Financial startup Lenddo is hoping to improve access to financing for the middle classes in Philippines, and has taken an innovative approach to credit checks. Analogous to how brick-and-mortar financing institutions would rely on community references when making credit checks, Lenddo users one’s online social connections as a gauge for determining a borrower’s reliability and credit-worthiness.
Financing is not as easy in Philippines as it is in more developed economies. In this country of 95 million, only about 11 percent of the population owns credit cards. Given this, the lower- to middle-classes are not always able to access funds for emergency purposes like medical needs and other expenses.
An option can be to take out personal or business loans from loan sharks and financing institutions, although these can be cumbersome and expensive. Individuals without a good credit standing might even find it difficult to get approved.
Founded in 2011, the startup claims to have a user-base of about 350,000 from the Philippines and has since expanded to Colombia (2012) and Mexico (2013). “Our loans provide funds for everyday people to access education, health care and home improvement,” said CEO Jeff Stewart in a statement. In an interview with E27, Lenddo’s director for sales and marketing, Erika Aquino, says most of the company’s clients avail the facility’s financing for improving their quality-of-life.
“Our users are typically employed, tech-savvy individuals ages 18 and above,” Aquino said. “They are connected to Facebook and other social networks, but they have a difficult time gaining access to credit. They use Lenddo for funding the education of their children or siblings; for medical emergencies; for home improvement; for purchasing a mobile phone or laptop that they need for productivity; or even for funding a small side business of their own.”

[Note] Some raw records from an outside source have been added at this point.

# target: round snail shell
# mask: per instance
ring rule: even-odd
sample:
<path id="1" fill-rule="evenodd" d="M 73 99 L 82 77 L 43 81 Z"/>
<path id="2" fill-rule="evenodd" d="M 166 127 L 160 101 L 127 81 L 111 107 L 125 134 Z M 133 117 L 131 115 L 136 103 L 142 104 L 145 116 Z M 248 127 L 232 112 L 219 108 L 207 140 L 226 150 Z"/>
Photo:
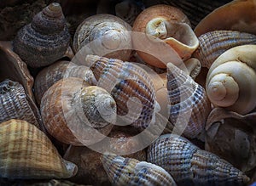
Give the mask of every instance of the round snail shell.
<path id="1" fill-rule="evenodd" d="M 116 104 L 111 95 L 77 77 L 56 82 L 44 94 L 40 106 L 49 133 L 73 145 L 98 142 L 116 121 Z"/>
<path id="2" fill-rule="evenodd" d="M 18 31 L 14 51 L 31 67 L 46 66 L 64 56 L 69 40 L 61 7 L 52 3 Z"/>
<path id="3" fill-rule="evenodd" d="M 96 54 L 129 60 L 131 54 L 131 27 L 120 18 L 100 14 L 85 19 L 77 28 L 73 49 L 78 53 Z"/>
<path id="4" fill-rule="evenodd" d="M 256 106 L 256 45 L 232 48 L 212 65 L 206 90 L 210 101 L 239 114 Z"/>

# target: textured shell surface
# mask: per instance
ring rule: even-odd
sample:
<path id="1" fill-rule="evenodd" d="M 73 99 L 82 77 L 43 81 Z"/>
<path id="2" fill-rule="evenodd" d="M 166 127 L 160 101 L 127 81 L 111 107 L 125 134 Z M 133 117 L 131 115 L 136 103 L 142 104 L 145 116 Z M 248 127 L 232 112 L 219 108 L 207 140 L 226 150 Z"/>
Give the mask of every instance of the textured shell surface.
<path id="1" fill-rule="evenodd" d="M 49 134 L 73 145 L 102 140 L 116 121 L 116 104 L 111 95 L 78 77 L 56 82 L 44 94 L 40 107 Z"/>
<path id="2" fill-rule="evenodd" d="M 228 161 L 175 134 L 155 140 L 148 149 L 147 158 L 166 170 L 177 185 L 244 185 L 249 181 Z"/>
<path id="3" fill-rule="evenodd" d="M 20 120 L 0 124 L 0 177 L 20 179 L 67 178 L 77 166 L 61 157 L 47 136 Z"/>
<path id="4" fill-rule="evenodd" d="M 46 66 L 64 56 L 70 35 L 61 7 L 52 3 L 21 28 L 14 51 L 31 67 Z"/>
<path id="5" fill-rule="evenodd" d="M 256 45 L 241 45 L 222 54 L 209 69 L 206 90 L 211 102 L 239 114 L 256 106 Z"/>
<path id="6" fill-rule="evenodd" d="M 86 66 L 77 65 L 70 61 L 58 61 L 44 68 L 37 75 L 34 83 L 35 99 L 38 104 L 44 93 L 55 82 L 67 77 L 80 77 L 90 85 L 95 85 L 92 71 Z"/>
<path id="7" fill-rule="evenodd" d="M 117 59 L 87 55 L 85 61 L 117 104 L 118 118 L 139 130 L 154 116 L 155 93 L 148 74 L 141 67 Z M 118 120 L 119 121 L 119 120 Z"/>
<path id="8" fill-rule="evenodd" d="M 146 161 L 109 154 L 102 161 L 113 185 L 176 185 L 166 170 Z"/>
<path id="9" fill-rule="evenodd" d="M 211 67 L 214 60 L 228 49 L 245 44 L 256 44 L 256 36 L 233 31 L 213 31 L 201 35 L 199 47 L 193 54 L 203 67 Z"/>
<path id="10" fill-rule="evenodd" d="M 199 137 L 204 132 L 211 111 L 205 89 L 183 70 L 169 63 L 167 90 L 171 123 L 183 131 L 187 138 Z"/>

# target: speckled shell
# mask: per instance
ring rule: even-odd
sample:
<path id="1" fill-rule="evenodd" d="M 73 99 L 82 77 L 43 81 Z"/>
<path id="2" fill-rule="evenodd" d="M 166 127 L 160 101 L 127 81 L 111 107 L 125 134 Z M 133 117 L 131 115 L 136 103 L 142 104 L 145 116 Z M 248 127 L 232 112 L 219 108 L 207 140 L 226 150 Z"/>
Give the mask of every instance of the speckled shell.
<path id="1" fill-rule="evenodd" d="M 198 39 L 199 47 L 193 56 L 208 69 L 228 49 L 240 45 L 256 44 L 255 35 L 232 31 L 210 31 L 201 35 Z"/>
<path id="2" fill-rule="evenodd" d="M 211 111 L 205 89 L 172 63 L 167 65 L 167 89 L 169 121 L 187 138 L 202 134 Z"/>
<path id="3" fill-rule="evenodd" d="M 131 54 L 131 27 L 120 18 L 100 14 L 85 19 L 77 28 L 73 49 L 84 54 L 129 60 Z"/>
<path id="4" fill-rule="evenodd" d="M 0 122 L 20 119 L 42 129 L 39 111 L 19 82 L 5 80 L 0 82 Z"/>
<path id="5" fill-rule="evenodd" d="M 0 177 L 19 179 L 67 178 L 77 166 L 58 154 L 47 136 L 20 120 L 0 124 Z"/>
<path id="6" fill-rule="evenodd" d="M 64 56 L 69 40 L 61 7 L 53 3 L 19 31 L 14 51 L 31 67 L 46 66 Z"/>
<path id="7" fill-rule="evenodd" d="M 38 104 L 44 93 L 57 81 L 67 77 L 79 77 L 90 85 L 96 85 L 92 71 L 86 66 L 69 61 L 58 61 L 45 67 L 37 75 L 34 83 L 35 99 Z"/>
<path id="8" fill-rule="evenodd" d="M 117 103 L 119 117 L 139 130 L 146 128 L 154 115 L 155 93 L 148 74 L 141 67 L 117 59 L 87 55 L 87 65 Z"/>
<path id="9" fill-rule="evenodd" d="M 41 114 L 54 138 L 69 144 L 87 145 L 110 132 L 111 123 L 116 121 L 116 104 L 103 88 L 89 86 L 81 78 L 68 77 L 45 92 Z"/>
<path id="10" fill-rule="evenodd" d="M 176 185 L 166 170 L 146 161 L 114 155 L 103 155 L 102 161 L 113 185 Z"/>
<path id="11" fill-rule="evenodd" d="M 228 161 L 175 134 L 162 135 L 149 145 L 147 158 L 166 170 L 177 185 L 244 185 L 249 181 Z"/>

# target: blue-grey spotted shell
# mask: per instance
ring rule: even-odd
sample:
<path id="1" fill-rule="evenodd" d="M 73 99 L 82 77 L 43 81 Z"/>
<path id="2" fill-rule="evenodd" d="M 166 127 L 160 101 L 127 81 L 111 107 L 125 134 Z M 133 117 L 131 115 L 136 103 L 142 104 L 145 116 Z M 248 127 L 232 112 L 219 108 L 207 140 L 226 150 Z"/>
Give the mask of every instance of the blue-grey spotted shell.
<path id="1" fill-rule="evenodd" d="M 156 165 L 114 155 L 103 155 L 102 161 L 113 185 L 176 186 L 172 176 Z"/>
<path id="2" fill-rule="evenodd" d="M 177 185 L 244 185 L 249 181 L 228 161 L 175 134 L 162 135 L 150 144 L 147 161 L 166 170 Z"/>

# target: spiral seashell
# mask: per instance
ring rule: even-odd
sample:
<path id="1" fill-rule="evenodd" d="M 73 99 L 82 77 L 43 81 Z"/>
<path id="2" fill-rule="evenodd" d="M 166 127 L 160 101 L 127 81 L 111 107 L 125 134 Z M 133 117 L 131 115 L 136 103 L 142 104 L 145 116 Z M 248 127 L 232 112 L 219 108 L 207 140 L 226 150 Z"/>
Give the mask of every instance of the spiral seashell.
<path id="1" fill-rule="evenodd" d="M 166 42 L 176 52 L 182 59 L 190 58 L 192 53 L 199 45 L 198 39 L 190 27 L 190 22 L 186 15 L 178 8 L 168 5 L 155 5 L 143 10 L 136 19 L 133 31 L 143 32 L 151 38 L 151 42 Z M 158 40 L 156 40 L 158 38 Z M 153 42 L 155 40 L 154 42 Z M 166 68 L 166 64 L 159 59 L 140 51 L 140 47 L 148 43 L 137 38 L 132 40 L 138 55 L 147 63 L 160 68 Z M 150 42 L 149 41 L 148 42 Z M 158 46 L 154 46 L 154 48 Z M 139 47 L 140 46 L 140 47 Z M 153 50 L 153 48 L 152 48 Z M 169 52 L 171 53 L 171 52 Z M 149 54 L 152 54 L 152 52 Z"/>
<path id="2" fill-rule="evenodd" d="M 47 136 L 21 120 L 0 124 L 0 177 L 12 179 L 67 178 L 77 166 L 61 157 Z"/>
<path id="3" fill-rule="evenodd" d="M 69 144 L 85 145 L 98 142 L 110 132 L 111 124 L 116 120 L 116 104 L 103 88 L 68 77 L 45 92 L 41 114 L 54 138 Z"/>
<path id="4" fill-rule="evenodd" d="M 92 71 L 86 66 L 69 61 L 58 61 L 45 67 L 37 75 L 34 83 L 35 99 L 38 104 L 44 93 L 57 81 L 67 77 L 80 77 L 90 85 L 96 85 Z"/>
<path id="5" fill-rule="evenodd" d="M 117 59 L 87 55 L 85 62 L 98 81 L 97 86 L 115 100 L 119 118 L 139 130 L 146 128 L 154 119 L 155 104 L 148 74 L 132 63 Z"/>
<path id="6" fill-rule="evenodd" d="M 175 134 L 160 136 L 149 145 L 147 157 L 177 185 L 244 185 L 250 180 L 228 161 Z"/>
<path id="7" fill-rule="evenodd" d="M 46 66 L 65 54 L 69 40 L 61 7 L 52 3 L 19 31 L 14 51 L 31 67 Z"/>
<path id="8" fill-rule="evenodd" d="M 184 71 L 167 64 L 167 90 L 170 104 L 169 121 L 183 134 L 194 138 L 203 132 L 211 111 L 205 89 Z"/>
<path id="9" fill-rule="evenodd" d="M 232 48 L 212 65 L 206 90 L 210 101 L 218 107 L 247 114 L 256 106 L 256 45 Z"/>
<path id="10" fill-rule="evenodd" d="M 106 154 L 102 161 L 113 185 L 176 185 L 166 170 L 146 161 Z"/>
<path id="11" fill-rule="evenodd" d="M 128 60 L 132 48 L 131 31 L 131 25 L 117 16 L 92 15 L 77 28 L 73 49 L 75 53 L 83 48 L 83 54 Z"/>
<path id="12" fill-rule="evenodd" d="M 256 44 L 256 36 L 240 31 L 214 31 L 199 37 L 199 47 L 193 54 L 203 67 L 211 67 L 214 60 L 228 49 L 245 44 Z"/>

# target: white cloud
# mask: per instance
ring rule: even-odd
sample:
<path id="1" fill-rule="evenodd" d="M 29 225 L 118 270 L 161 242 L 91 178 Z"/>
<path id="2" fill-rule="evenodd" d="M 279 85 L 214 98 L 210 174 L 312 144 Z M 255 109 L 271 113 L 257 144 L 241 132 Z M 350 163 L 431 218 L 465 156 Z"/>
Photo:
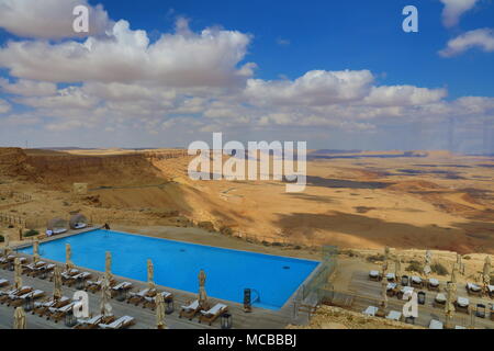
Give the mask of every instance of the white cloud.
<path id="1" fill-rule="evenodd" d="M 74 8 L 89 9 L 89 35 L 103 35 L 111 21 L 102 5 L 91 7 L 87 0 L 0 0 L 0 27 L 22 37 L 66 38 L 86 36 L 76 33 Z"/>
<path id="2" fill-rule="evenodd" d="M 364 98 L 372 81 L 369 70 L 313 70 L 294 81 L 249 79 L 246 95 L 254 104 L 327 105 Z"/>
<path id="3" fill-rule="evenodd" d="M 57 86 L 54 83 L 26 79 L 9 83 L 7 79 L 0 78 L 0 88 L 7 93 L 23 97 L 54 95 L 57 92 Z"/>
<path id="4" fill-rule="evenodd" d="M 53 82 L 142 82 L 168 87 L 224 87 L 245 81 L 252 65 L 237 68 L 250 36 L 205 29 L 195 34 L 187 23 L 178 32 L 149 44 L 145 31 L 126 21 L 113 26 L 110 38 L 85 43 L 10 42 L 0 50 L 0 66 L 14 77 Z"/>
<path id="5" fill-rule="evenodd" d="M 419 105 L 439 101 L 448 94 L 446 89 L 427 89 L 413 86 L 373 87 L 363 100 L 370 105 Z"/>
<path id="6" fill-rule="evenodd" d="M 494 30 L 480 29 L 461 34 L 449 41 L 447 47 L 440 50 L 439 55 L 451 57 L 474 47 L 486 53 L 494 52 Z"/>
<path id="7" fill-rule="evenodd" d="M 0 99 L 0 113 L 5 113 L 11 110 L 10 103 L 8 103 L 5 100 Z"/>
<path id="8" fill-rule="evenodd" d="M 471 10 L 479 0 L 440 0 L 445 4 L 442 24 L 451 27 L 458 24 L 460 16 Z"/>

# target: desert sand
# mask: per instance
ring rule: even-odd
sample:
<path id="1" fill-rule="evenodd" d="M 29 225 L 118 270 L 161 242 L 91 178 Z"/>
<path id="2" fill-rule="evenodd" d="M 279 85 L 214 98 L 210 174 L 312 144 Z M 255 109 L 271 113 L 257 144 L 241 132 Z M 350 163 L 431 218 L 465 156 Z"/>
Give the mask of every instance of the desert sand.
<path id="1" fill-rule="evenodd" d="M 312 151 L 303 193 L 280 181 L 192 181 L 190 160 L 178 149 L 2 148 L 0 213 L 40 230 L 82 212 L 94 223 L 202 227 L 265 244 L 494 253 L 493 158 Z M 74 194 L 78 182 L 87 194 Z"/>

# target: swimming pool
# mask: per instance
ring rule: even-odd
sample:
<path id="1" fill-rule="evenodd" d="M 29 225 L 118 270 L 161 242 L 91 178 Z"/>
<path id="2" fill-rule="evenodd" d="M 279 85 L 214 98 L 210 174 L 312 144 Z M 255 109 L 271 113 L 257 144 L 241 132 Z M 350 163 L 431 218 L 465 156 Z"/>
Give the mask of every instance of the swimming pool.
<path id="1" fill-rule="evenodd" d="M 198 274 L 207 275 L 207 295 L 244 302 L 244 288 L 260 296 L 254 305 L 279 309 L 319 262 L 229 250 L 182 241 L 145 237 L 119 231 L 92 230 L 40 245 L 40 256 L 65 261 L 65 245 L 70 244 L 76 265 L 104 271 L 105 252 L 112 253 L 112 272 L 145 282 L 147 260 L 155 268 L 155 282 L 198 293 Z M 32 247 L 20 249 L 32 254 Z"/>

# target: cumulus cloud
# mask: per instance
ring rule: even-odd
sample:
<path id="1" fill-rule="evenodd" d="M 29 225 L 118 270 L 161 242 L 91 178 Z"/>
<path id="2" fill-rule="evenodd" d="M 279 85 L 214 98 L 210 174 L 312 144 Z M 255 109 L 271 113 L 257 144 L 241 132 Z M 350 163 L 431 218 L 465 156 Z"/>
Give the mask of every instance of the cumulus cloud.
<path id="1" fill-rule="evenodd" d="M 452 57 L 474 47 L 485 53 L 494 52 L 494 30 L 480 29 L 463 33 L 449 41 L 447 47 L 440 50 L 439 55 Z"/>
<path id="2" fill-rule="evenodd" d="M 11 109 L 10 103 L 8 103 L 5 100 L 0 99 L 0 113 L 9 112 Z"/>
<path id="3" fill-rule="evenodd" d="M 252 65 L 240 68 L 250 36 L 236 31 L 205 29 L 179 31 L 149 44 L 145 31 L 133 31 L 119 21 L 111 36 L 60 44 L 10 42 L 0 50 L 0 66 L 15 77 L 52 82 L 153 81 L 168 87 L 228 86 L 252 75 Z"/>
<path id="4" fill-rule="evenodd" d="M 89 9 L 89 33 L 76 33 L 74 8 Z M 112 25 L 103 7 L 87 0 L 0 0 L 0 27 L 22 37 L 59 39 L 104 35 Z"/>
<path id="5" fill-rule="evenodd" d="M 294 81 L 247 81 L 246 95 L 255 104 L 325 105 L 364 98 L 373 76 L 369 70 L 313 70 Z"/>
<path id="6" fill-rule="evenodd" d="M 471 10 L 479 0 L 440 0 L 445 4 L 442 24 L 451 27 L 458 24 L 463 13 Z"/>

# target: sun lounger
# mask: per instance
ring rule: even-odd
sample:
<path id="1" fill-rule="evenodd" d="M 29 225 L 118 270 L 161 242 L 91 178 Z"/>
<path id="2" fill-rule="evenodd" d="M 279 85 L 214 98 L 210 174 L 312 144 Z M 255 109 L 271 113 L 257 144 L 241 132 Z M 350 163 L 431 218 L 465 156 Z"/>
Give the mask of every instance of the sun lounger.
<path id="1" fill-rule="evenodd" d="M 46 319 L 52 319 L 55 322 L 60 321 L 68 313 L 74 308 L 74 302 L 65 305 L 64 307 L 49 307 L 47 310 Z"/>
<path id="2" fill-rule="evenodd" d="M 30 293 L 26 293 L 26 294 L 20 295 L 20 296 L 12 295 L 12 296 L 9 296 L 8 306 L 19 307 L 19 306 L 22 306 L 26 302 L 27 298 L 36 299 L 36 298 L 40 298 L 43 296 L 45 296 L 45 292 L 42 290 L 35 290 L 35 291 L 32 291 Z"/>
<path id="3" fill-rule="evenodd" d="M 396 283 L 388 283 L 386 294 L 388 296 L 394 296 L 397 293 L 397 284 Z"/>
<path id="4" fill-rule="evenodd" d="M 439 321 L 437 319 L 430 320 L 429 329 L 444 329 L 442 321 Z"/>
<path id="5" fill-rule="evenodd" d="M 75 329 L 96 329 L 103 322 L 103 315 L 98 315 L 87 319 L 79 319 Z"/>
<path id="6" fill-rule="evenodd" d="M 170 301 L 173 298 L 173 295 L 169 292 L 162 292 L 160 293 L 162 295 L 162 298 L 165 301 Z M 143 307 L 147 307 L 150 309 L 155 309 L 156 308 L 156 296 L 155 297 L 150 297 L 150 296 L 146 296 L 144 297 L 144 305 Z"/>
<path id="7" fill-rule="evenodd" d="M 87 281 L 85 290 L 87 292 L 96 293 L 96 292 L 101 290 L 101 284 L 103 284 L 103 279 L 102 278 L 100 278 L 97 281 Z M 114 286 L 115 284 L 116 284 L 116 281 L 112 279 L 110 281 L 110 287 Z"/>
<path id="8" fill-rule="evenodd" d="M 473 283 L 467 283 L 467 293 L 469 295 L 474 295 L 474 296 L 482 296 L 482 287 L 473 284 Z"/>
<path id="9" fill-rule="evenodd" d="M 145 301 L 145 297 L 154 297 L 156 296 L 156 288 L 144 288 L 137 293 L 130 293 L 130 297 L 127 298 L 127 304 L 138 305 Z"/>
<path id="10" fill-rule="evenodd" d="M 21 288 L 12 288 L 9 291 L 0 292 L 0 303 L 4 304 L 9 302 L 13 296 L 21 296 L 32 292 L 31 286 L 22 286 Z"/>
<path id="11" fill-rule="evenodd" d="M 442 293 L 437 294 L 436 297 L 434 298 L 433 306 L 444 308 L 445 305 L 446 305 L 446 295 Z"/>
<path id="12" fill-rule="evenodd" d="M 470 301 L 467 297 L 458 297 L 454 305 L 458 312 L 470 314 Z"/>
<path id="13" fill-rule="evenodd" d="M 134 285 L 130 282 L 122 282 L 112 287 L 112 297 L 117 296 L 122 292 L 130 291 Z"/>
<path id="14" fill-rule="evenodd" d="M 487 294 L 491 298 L 494 298 L 494 285 L 487 285 Z"/>
<path id="15" fill-rule="evenodd" d="M 99 324 L 98 327 L 100 327 L 101 329 L 123 329 L 128 328 L 133 325 L 135 325 L 134 317 L 123 316 L 109 325 Z"/>
<path id="16" fill-rule="evenodd" d="M 53 297 L 50 299 L 44 301 L 44 302 L 35 302 L 34 303 L 34 309 L 32 312 L 33 315 L 38 315 L 40 317 L 43 317 L 47 314 L 49 308 L 60 308 L 64 306 L 67 306 L 70 304 L 70 298 L 67 296 L 63 296 L 58 299 L 54 299 Z"/>
<path id="17" fill-rule="evenodd" d="M 369 272 L 369 279 L 371 281 L 379 282 L 381 280 L 381 273 L 379 271 L 370 271 Z"/>
<path id="18" fill-rule="evenodd" d="M 199 304 L 199 299 L 195 299 L 187 306 L 181 306 L 179 318 L 186 317 L 192 319 L 200 310 L 201 306 Z"/>
<path id="19" fill-rule="evenodd" d="M 216 320 L 217 317 L 220 317 L 226 312 L 228 312 L 228 306 L 224 304 L 216 304 L 209 310 L 201 310 L 201 316 L 199 316 L 199 322 L 205 321 L 211 326 L 213 321 Z"/>
<path id="20" fill-rule="evenodd" d="M 369 306 L 366 308 L 364 312 L 362 312 L 362 314 L 364 314 L 366 316 L 371 316 L 374 317 L 375 314 L 378 313 L 379 308 L 375 306 Z"/>
<path id="21" fill-rule="evenodd" d="M 422 281 L 420 276 L 413 275 L 411 280 L 412 286 L 414 287 L 423 287 L 424 282 Z"/>
<path id="22" fill-rule="evenodd" d="M 390 313 L 386 316 L 386 319 L 400 321 L 402 320 L 402 313 L 397 310 L 390 310 Z"/>
<path id="23" fill-rule="evenodd" d="M 427 282 L 427 288 L 430 291 L 439 291 L 439 281 L 437 279 L 429 279 L 429 281 Z"/>
<path id="24" fill-rule="evenodd" d="M 396 294 L 397 298 L 402 299 L 404 295 L 409 295 L 412 297 L 412 293 L 414 292 L 414 287 L 412 286 L 403 286 Z"/>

She adds that the online processing makes it easier for the startup’s target market to apply for, and avail, loans. “We aim to make credit more accessible to the ‘underbanked’ market by giving them convenience as well as a quick turn-around-time.” Lenddo’s mission, after all, is to “help create an economically empowered and thriving middle class in developing countries around the world.”
Lenddo recently closed a new round of investment valued at US$ 6 million from existing and new investors. These include Golden Gate Ventures, Kickstart Ventures and Skype co-founder Toivo Annus. The additional funding will be used to accelerate the company’s global roll-out, and also develop new features that will improve the user experience for customers on platforms like Facebook, LinkedIn and Android.
Minette Navarrete, President, Kickstart Ventures, highlights social responsibility as among the key reasons why the incubator invested in Lenddo. “The Philippines, along with many other emerging markets globally, has millions of people in the emerging middle class who are beginning to participate in the financial sector but have no credit history, and limited access to formal financial systems,” she told e27. “Lenddo’s innovative use of social networks provides these individuals with access to financial services, creating fresh value and the multiplier effect of broader financial inclusion. We’re thrilled to support Jeff [Stewart, co-founder and CEO] and Richard [Eldridge, co-founder and COO] as they develop their services in the Philippines, Colombia and Mexico, and expand to the other relevant emerging markets around the world.”
Vinnie Lauria, partner at Golden Gate Ventures, agrees that giving access to a broad, previously unbanked, market will be beneficial in enhancing economic activity. “Through its proprietary technology and industry standard accreditations, Lenddo’s innovative solution leverages the power of social networks to help traditional banks issue credit to over half a billion people,” he said in a statement.
Lenddo’s fact-sheet states that most of its loans are repaid in time. However, for the “rare occasion” that a borrower fails to repay, that person’s social network is impacted. “In most cases their trusted community has enforced repayment via social pressure, as their Lenddo score and ability to access live improving loans is impacted as well.” However, Lenddo community managers personally reach out to clients to understand their situation and negotiate a win-win situation for repayment.
The “bayanihan” concept or sense of community is prevalent in the Philippine culture, and Lenddo capitalizes on social connections to make it easier for the middle class to gain access to credit. Micro-finance is for the emerging class, while banks are more targeted toward the upper class, Lenddo’s founders believe. With this, Lenddo focuses on using technology to economically empower the emerging middle class.